認知症高齢者の徘徊対策 見守りシステム登録を【西部 記者コラム 風紋】

 性別や年齢、服装、背丈など、身体の特徴とともに袋井警察署が行方不明者の捜索の協力を呼びかける同報無線を度々耳にする。行方不明事案のほとんどは認知症が原因で徘徊(はいかい)する高齢者。最悪の場合、徘徊中に事故などによって死亡してしまうケースもある。
 同署生活安全課によると、ことし1月~10月末までに同署が認知症と思われる65歳以上の高齢者を保護した件数は58件(暫定値)に上る。昨年も同時期で62件の保護があり、およそ5日に1回は高齢者が保護されたことになる。袋井市健康長寿課によると、同市内では昨年10月からの1年間で、捜索願の出た高齢者が亡くなった状態で見つかった事案が2件あり、うち1件は認知症が原因と推察される。高齢化が今後も進行することを踏まえれば、対策には一層力を入れる必要がある。
 同市は行方不明者の迅速な発見、保護を目指して2011年に「はいかいSOSネットワーク」を発足し、登録者には衣服や持ち物に貼付できるQRコード付きのシールを配布。

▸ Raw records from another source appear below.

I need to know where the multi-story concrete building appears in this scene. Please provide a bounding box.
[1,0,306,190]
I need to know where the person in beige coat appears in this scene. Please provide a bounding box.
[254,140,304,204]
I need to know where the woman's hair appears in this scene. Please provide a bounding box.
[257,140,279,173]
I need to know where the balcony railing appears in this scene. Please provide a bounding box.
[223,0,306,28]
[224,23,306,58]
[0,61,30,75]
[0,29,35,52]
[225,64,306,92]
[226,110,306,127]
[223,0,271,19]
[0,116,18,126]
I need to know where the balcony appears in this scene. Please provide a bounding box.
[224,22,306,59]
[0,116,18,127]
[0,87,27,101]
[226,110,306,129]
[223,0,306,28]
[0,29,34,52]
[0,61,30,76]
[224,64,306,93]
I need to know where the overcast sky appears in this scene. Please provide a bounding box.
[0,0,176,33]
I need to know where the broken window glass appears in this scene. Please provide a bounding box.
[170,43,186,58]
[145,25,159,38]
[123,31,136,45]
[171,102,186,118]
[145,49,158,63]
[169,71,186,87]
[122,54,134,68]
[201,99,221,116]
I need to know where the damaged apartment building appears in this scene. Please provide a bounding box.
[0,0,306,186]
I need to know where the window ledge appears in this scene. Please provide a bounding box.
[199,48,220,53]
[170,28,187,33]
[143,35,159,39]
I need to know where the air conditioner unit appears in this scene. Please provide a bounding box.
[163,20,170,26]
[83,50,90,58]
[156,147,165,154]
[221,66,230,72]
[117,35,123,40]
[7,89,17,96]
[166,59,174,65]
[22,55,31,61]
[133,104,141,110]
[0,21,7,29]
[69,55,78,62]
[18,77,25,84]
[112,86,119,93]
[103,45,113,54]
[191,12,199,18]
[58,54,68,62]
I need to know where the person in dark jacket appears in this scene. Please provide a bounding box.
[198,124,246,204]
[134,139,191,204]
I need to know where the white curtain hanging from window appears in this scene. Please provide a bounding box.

実際に徘徊する登録者を市民や協力事業所が発見した場合は、QRコードを介して家族らと連絡が取れるシステムを整えた。
 警察や行政だけでは限界がある徘徊対策。市は地域全体で高齢者を見守れる仕組みとしてシステムの推進、浸透を目指す。11月6日に市議会全員協議会で示した「市長寿しあわせ計画」の素案ではサービスの充実に取り組むと説明。同8日には袋井東地区の住民を対象にしたシステム活用の模擬訓練を実施し、約35人の市民が参加した。認知症への理解を深め、実用性を高めるためには、住民を巻き込んだ定期的な訓練の実施が今後も必要だろう。
 また、根本的にはシステムへの登録者を増やすことが欠かせない。市によると、昨年は6件の捜索願が出たが、届け出時点で登録が確認できたのは1件だけだった。高齢者がいる家族はまずは登録し、見守り体制を強化してほしい。子どもの見守りに使われるGPSも有効な手段。民間のサービスにはなるが月額千円ほどで利用できる。行政と警察、地域、当事者家族全体での連携が求められる。